Now we transfer the data processing we have done as part of the EDA to a new basic_cleaning step that starts from the sample.csv artifact and create a new artifact clean_sample.csv with the cleaned data:

  1. Make sure you are in the root directory of the starter kit, then create a stub for the new step. The new step should accept the parameters input_artifact (the input artifact), output_artifact (the name for the output artifact), output_type (the type for the output artifact), output_description (a description for the output artifact), min_price (the minimum price to consider) and max_price (the maximum price to consider):

    > cookiecutter cookie-mlflow-step -o src
    step_name [step_name]: basic_cleaning
    script_name [run.py]: run.py
    job_type [my_step]: basic_cleaning
    short_description [My step]: A very basic data cleaning
    long_description [An example of a step using MLflow and Weights & Biases]: Download from W&B the raw dataset and apply some basic data cleaning, exporting the result to a new artifact
    parameters [parameter1,parameter2]: input_artifact,output_artifact,output_type,output_description,min_price,max_price

    This will create a directory src/basic_cleaning containing the basic files required for a MLflow step: conda.yml, MLproject and the script (which we named run.py).
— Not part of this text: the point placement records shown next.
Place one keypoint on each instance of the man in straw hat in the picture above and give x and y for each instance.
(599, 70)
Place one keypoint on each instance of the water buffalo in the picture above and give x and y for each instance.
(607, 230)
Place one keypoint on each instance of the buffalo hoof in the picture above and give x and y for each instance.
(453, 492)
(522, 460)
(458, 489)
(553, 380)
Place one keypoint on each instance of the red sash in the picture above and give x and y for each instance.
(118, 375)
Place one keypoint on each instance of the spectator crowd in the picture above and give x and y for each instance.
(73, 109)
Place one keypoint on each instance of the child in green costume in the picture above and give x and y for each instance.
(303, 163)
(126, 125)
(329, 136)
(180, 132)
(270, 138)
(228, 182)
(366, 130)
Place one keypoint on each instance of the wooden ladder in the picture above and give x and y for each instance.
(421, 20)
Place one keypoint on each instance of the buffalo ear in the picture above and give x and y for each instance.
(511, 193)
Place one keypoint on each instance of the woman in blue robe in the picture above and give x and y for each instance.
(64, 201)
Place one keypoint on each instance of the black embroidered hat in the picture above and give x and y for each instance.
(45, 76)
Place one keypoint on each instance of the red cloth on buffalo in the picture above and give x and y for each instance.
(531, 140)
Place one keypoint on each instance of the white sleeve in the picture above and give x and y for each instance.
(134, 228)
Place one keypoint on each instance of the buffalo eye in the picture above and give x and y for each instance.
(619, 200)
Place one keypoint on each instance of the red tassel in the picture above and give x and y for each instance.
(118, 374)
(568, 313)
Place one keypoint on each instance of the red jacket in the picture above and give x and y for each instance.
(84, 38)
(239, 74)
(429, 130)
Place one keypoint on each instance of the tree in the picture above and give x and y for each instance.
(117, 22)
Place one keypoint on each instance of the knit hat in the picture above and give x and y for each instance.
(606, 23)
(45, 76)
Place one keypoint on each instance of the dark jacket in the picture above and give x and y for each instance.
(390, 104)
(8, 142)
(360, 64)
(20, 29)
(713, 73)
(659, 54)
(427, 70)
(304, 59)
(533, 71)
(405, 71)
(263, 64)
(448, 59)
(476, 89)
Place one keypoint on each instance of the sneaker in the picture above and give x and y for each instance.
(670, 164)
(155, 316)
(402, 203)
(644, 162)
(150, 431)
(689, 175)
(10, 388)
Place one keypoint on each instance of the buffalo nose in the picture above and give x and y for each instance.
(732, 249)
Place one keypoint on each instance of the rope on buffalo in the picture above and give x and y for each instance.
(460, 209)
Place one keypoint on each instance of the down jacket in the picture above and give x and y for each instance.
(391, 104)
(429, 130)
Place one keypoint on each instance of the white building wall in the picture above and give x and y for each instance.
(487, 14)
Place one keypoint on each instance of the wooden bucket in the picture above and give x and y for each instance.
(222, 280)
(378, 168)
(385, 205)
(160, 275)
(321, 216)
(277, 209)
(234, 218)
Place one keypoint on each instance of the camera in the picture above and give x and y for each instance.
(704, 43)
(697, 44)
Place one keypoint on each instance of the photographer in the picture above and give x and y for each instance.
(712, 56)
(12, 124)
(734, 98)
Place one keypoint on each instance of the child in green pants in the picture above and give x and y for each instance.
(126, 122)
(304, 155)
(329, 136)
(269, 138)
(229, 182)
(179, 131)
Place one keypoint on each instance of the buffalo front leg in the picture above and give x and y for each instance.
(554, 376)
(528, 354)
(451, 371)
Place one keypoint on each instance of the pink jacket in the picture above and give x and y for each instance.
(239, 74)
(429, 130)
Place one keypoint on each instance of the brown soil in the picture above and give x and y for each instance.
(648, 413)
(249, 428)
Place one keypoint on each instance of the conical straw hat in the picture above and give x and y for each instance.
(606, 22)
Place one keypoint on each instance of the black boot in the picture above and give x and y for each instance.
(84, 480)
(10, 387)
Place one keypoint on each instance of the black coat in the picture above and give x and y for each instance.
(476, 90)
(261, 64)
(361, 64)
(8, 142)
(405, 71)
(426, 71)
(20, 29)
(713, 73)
  2. Modify the src/basic_cleaning/run.py script and the ML project script by filling the missing information about parameters (note the comments like INSERT TYPE HERE and INSERT DESCRIPTION HERE). All parameters should be of type str except min_price and max_price that should be float.

  3. Implement in the section marked # YOUR CODE HERE # the steps we have implemented in the notebook, including downloading the data from W&B. Remember to use the logger instance already provided to print meaningful messages to screen.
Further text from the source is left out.